The first generation Cayo launched in 2005 and quickly established itself as a benchmark for affordable carbon road bikes. For 2015, Focus has released an all new variant that’s available with and without discs. The 7.0 is the cheapest model, with a claimed frame weight in the region of 860g (plus just 350g for the fork).
Highs: An incredibly nice frame for the money that’s stiff yet comfy; great shifting from the 105 groupset
Lows: No mudguard mounts despite ample clearance; wheels are quite heavy
Buy if: You want a quality frame that’s specced for maximum value
Although it sits at the bottom of the range, the Cayo 7.0 shares a frameset with its costlier brethren, and there’s nothing budget about it. It’s got neat internal cable routing, a full carbon tapered fork, and carbon dropouts. Thanks to the interchangeable ‘Cable Routing Plate’ head tube insert, it’ll take an electronic groupset without unsightly bodges, a boon if you want the option of upgrading down the line.
No new bike would be complete without an impressive/vacuous sounding marketing acronym; the Cayo gets ‘SSPS’ (Stable Stiffness Per Size), which means carbon layups are adjusted across the sizes to reflect the stiffness requirements of different rider weights. Of course, this may not help if you’re short and fat, or unusually skinny for your height.
The frame also sports an immense PF30 bottom bracket shell (which necessitates adaptor cups for the Shimano chainset) and a top tube that flares dramatically to sharp points, before blending into the head tube, all in the interests of targeting stiffness where it’s needed most. We don’t know if that actually makes sense from an engineering perspective, but it certainly looks good.
Smooth shifting 105 provides 11-speed cadence control: Robert Smith
Smooth shifting 105 provides 11-speed cadence control
Focus has been intelligent with its choice of components. A non-series Shimano chainset and off-brand brakes (which work just fine) keep costs down, but they’ve given you the parts of the latest 11-speed 105 groupset that matter – the shifters, the derailleurs, and the fancy polymer-coated cables that ensure buttery shifting.
The wheels are relatively chunky OEM Fulcrum offerings, but feature cartridge bearings and brass spoke nipples, and it’s gratifying to see 25mm tyres fitted as standard. Speaking of tyres, it’s worth mentioning that the Cayo has clearance for at least 28mm of rubber front and rear, which should also make fitting mudguards easier, although Focus has missed a trick by not providing any mounts.
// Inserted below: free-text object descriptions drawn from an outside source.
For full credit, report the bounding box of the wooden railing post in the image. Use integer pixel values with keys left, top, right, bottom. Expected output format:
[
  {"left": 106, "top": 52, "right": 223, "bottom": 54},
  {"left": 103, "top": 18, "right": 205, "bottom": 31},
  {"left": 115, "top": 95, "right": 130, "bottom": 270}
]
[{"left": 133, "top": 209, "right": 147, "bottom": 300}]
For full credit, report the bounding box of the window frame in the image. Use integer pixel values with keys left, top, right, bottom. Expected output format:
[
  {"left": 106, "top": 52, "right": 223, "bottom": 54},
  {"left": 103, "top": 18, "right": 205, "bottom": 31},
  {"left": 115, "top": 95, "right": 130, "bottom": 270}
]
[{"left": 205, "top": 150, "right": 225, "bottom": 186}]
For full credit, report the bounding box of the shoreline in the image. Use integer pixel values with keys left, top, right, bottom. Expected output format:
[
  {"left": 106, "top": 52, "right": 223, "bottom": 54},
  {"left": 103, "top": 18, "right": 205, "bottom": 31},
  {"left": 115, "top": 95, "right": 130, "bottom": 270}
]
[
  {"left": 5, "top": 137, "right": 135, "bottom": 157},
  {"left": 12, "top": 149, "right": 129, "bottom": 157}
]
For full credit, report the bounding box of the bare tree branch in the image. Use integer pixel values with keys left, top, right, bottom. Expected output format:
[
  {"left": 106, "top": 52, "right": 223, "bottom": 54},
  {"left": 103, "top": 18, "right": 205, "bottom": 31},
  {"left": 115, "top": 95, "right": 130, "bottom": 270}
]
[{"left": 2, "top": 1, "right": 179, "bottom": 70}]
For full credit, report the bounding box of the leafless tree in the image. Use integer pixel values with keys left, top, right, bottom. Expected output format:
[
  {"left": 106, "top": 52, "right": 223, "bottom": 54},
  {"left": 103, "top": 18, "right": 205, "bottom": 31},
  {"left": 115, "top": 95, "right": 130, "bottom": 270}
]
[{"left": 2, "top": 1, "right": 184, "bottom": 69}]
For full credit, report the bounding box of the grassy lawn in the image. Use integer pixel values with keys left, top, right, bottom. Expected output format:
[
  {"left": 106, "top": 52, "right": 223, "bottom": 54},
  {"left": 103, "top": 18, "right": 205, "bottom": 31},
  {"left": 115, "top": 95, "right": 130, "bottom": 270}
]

The finishing kit is from Focus’ in-house Concept brand and while it’s not flashy, it fits in well with the aesthetic of the bike. We very much liked the bars, which flare outwards quite significantly at the comfy, ergo shaped drops, offering a lot of confidence on descents.
Flared drops inspire confidence on descents: Robert Smith
Flared drops inspire confidence on descents
In fact, the whole riding experience is one of composure: it’s not a cobble eater, but the frame does an admirable job of absorbing road buzz, succeeding in preserving a great sense of willingness when the urge to hurt oneself strikes. Reasonably, but not excessively aggressive geometry (our 51cm frame had a 537mm top tube, 130mm head tube and a 72 degree head angle) lets you get low if you want to, and 52/36 gearing up front occupies a satisfying middle ground between a standard chainset and a compact, matched to an 11-28 cassette that should satisfy most.
The Cayo is a hell of a lot of bike for your money. If you’re desperate to shed weight, there’s a fair saving to be made in the wheels, but it’s nice enough in its stock form that we wouldn’t bother.